Bird of paradise flower
There was a restaurant there as well that I went to in the evening only getting half drowned by the rain on the walk back to the motel. www.wharepuke.nz

Woodlands Motel Kerikeri 
The very heavy rain that had been forecast for this week came down that night and into the following morning when I took the bus to Kaitaia.
Sculpture in Kerikeri 
The rain eased and by the time the two hour bus journey to Kaitaia was over so was the rain. Kaitaia looks like a wild west town complete with a wide main street , battered pickups driving up and down and a couple of 'interesting' bars.
Bar rules
I stayed at a nice little apartment with the advantage of being picked up from the door by the minibus to Cape Reinga in the morning, it will be good to get started.
Main Street Kaitaia 

Tuesday, 9 September 2025

Return from Spain 09/09/25

Sunday, Monday and Tuesday. 7-8-9th Sept

It took me a day longer than it could have to get from Bujaruelo to Barcelona due to the impenetrability of the Spanish public transport system. Or was it just me being thick?

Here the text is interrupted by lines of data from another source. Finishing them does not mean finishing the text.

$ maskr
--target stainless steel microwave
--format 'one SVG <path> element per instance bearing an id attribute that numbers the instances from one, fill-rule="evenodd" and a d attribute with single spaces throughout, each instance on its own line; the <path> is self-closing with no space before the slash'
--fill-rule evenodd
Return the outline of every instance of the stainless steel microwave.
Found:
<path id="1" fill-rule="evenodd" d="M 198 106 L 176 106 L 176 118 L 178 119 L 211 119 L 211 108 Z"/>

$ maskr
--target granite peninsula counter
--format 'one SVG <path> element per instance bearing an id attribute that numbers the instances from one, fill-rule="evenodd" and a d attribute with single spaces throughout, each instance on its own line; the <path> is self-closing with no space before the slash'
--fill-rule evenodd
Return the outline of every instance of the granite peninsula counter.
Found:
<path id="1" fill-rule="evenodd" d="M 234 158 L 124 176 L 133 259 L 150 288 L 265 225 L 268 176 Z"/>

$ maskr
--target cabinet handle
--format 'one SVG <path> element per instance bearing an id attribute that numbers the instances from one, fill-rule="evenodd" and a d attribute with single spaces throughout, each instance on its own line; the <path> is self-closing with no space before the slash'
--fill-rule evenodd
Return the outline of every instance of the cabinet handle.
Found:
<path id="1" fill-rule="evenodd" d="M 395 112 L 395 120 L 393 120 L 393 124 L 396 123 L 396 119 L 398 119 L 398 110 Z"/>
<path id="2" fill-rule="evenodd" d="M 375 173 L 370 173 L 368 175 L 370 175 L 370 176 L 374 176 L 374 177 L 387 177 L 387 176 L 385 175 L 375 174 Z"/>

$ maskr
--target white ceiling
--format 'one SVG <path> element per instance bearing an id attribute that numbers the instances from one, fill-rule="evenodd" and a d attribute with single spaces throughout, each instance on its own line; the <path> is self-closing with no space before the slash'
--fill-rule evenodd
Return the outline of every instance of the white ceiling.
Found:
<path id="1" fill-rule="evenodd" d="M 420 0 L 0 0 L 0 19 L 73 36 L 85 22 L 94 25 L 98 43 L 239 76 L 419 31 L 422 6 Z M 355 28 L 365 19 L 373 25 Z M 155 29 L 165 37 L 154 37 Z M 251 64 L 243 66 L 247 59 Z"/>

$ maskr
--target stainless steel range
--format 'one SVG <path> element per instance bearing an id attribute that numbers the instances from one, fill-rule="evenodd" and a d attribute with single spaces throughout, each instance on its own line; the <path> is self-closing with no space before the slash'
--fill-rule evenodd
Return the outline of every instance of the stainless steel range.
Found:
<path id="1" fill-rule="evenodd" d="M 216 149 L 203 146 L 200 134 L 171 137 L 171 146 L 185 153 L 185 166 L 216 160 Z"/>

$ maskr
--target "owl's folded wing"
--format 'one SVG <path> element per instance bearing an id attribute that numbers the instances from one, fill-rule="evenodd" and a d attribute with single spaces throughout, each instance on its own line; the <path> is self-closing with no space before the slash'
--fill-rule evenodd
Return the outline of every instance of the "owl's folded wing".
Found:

Looking down from the path to the track to Bujaruelo 
When I left Bujaruelo I was told the bus from Torla was at 11.00, I had found the only bus on the internet was at 18.00, however when I walked to Torla I was told that the bus was definitely at 15.10. Perhaps it's not just me.
Torla
I used the waiting time to take the tourist bus up to the Ordessa car park. A walk up to the waterfalls, that had rather less water than last year, a pleasant way to spend a few hours.
One of the waterfalls 
The buses run up and down from Torla to Ordessa every half hour but there were only four people on the bus to Sabinanigo, obviously everyone drives to Torla.
Back to Torla
At Sabinanigo I looked at the timetable in the ticket office window and realised that it should have been possible to get a bus to Barcelona that evening but I had already booked a bed in Huesca. I went in to buy a ticket for the advertised 17.30 bus to Huesca and was told that it was actually at 16.20!
Hostel in Huesca
On Arrival in the Intermodal station at Huesca I tried to buy a bus ticket to Barcelona for the following day but they were all booked until 14.00 so I decided to go by train, quicker but consideribly more expensive.
Huesca Casino
I wasn't very impressed with Huesca it seemed rather run down but, like most of Spain, there were a lot of people in the bars and restaurants in the late evening.
Snow Whites house in a park in Huesca?
This region of Spain is a major pig production area and the proliferation of mega farms by a small number of major companies must have helped the local population but is now causing big pollution problems as the infertile soils cannot handle the high amounts of nitrogen, leading to contamination of the already limited ground water.
200 mph on the train. The Spanish understand public transport.
I took a regional train to Zaragoza in the morning then the high speed one (300 kph) to Barcelona.
Approach to the Catalan Museum of Art
It was a pity that the Catalan art museum was closed on Mondays but the building itself and the roadway and fountains leading up from the Plaça d'Espanya to it were most impressive.
Basilica de la Sagrada Familia 
An hour's walk then through the busy streets to the Basilica de la Sagrada Familia. I was lucky to get a ticket for this last night as it appeared to be sold out for the rest of the week.
Interior 
The Basilica is still under construction but I think it will mainly affect the exterior appearance.
Light effects 
The interior is incredible, the whole design being based on the supporting pillars with their upper spreading branches giving the impression of a forest.
Massive pillars
The stained glass is for colour effect and overall, as the architect Gaudi intended, it feels like walking through a huge stone forest.
Passion sculpture on the outside 
Unlike other Christian buildings most of the icons are on the outside making the interior a clean open space between the columns.
East windows
I found the exterior rather over decorated but then I'm not Catholic!
The cloisters 
Well worth the extra time spent in Spain.
An organic building
The trip home wasn't without drama on Tuesday as the flight from Barcelona was delayed by an hour and a half due to thunderstorms and I only just caught the connecting flight to Inverness.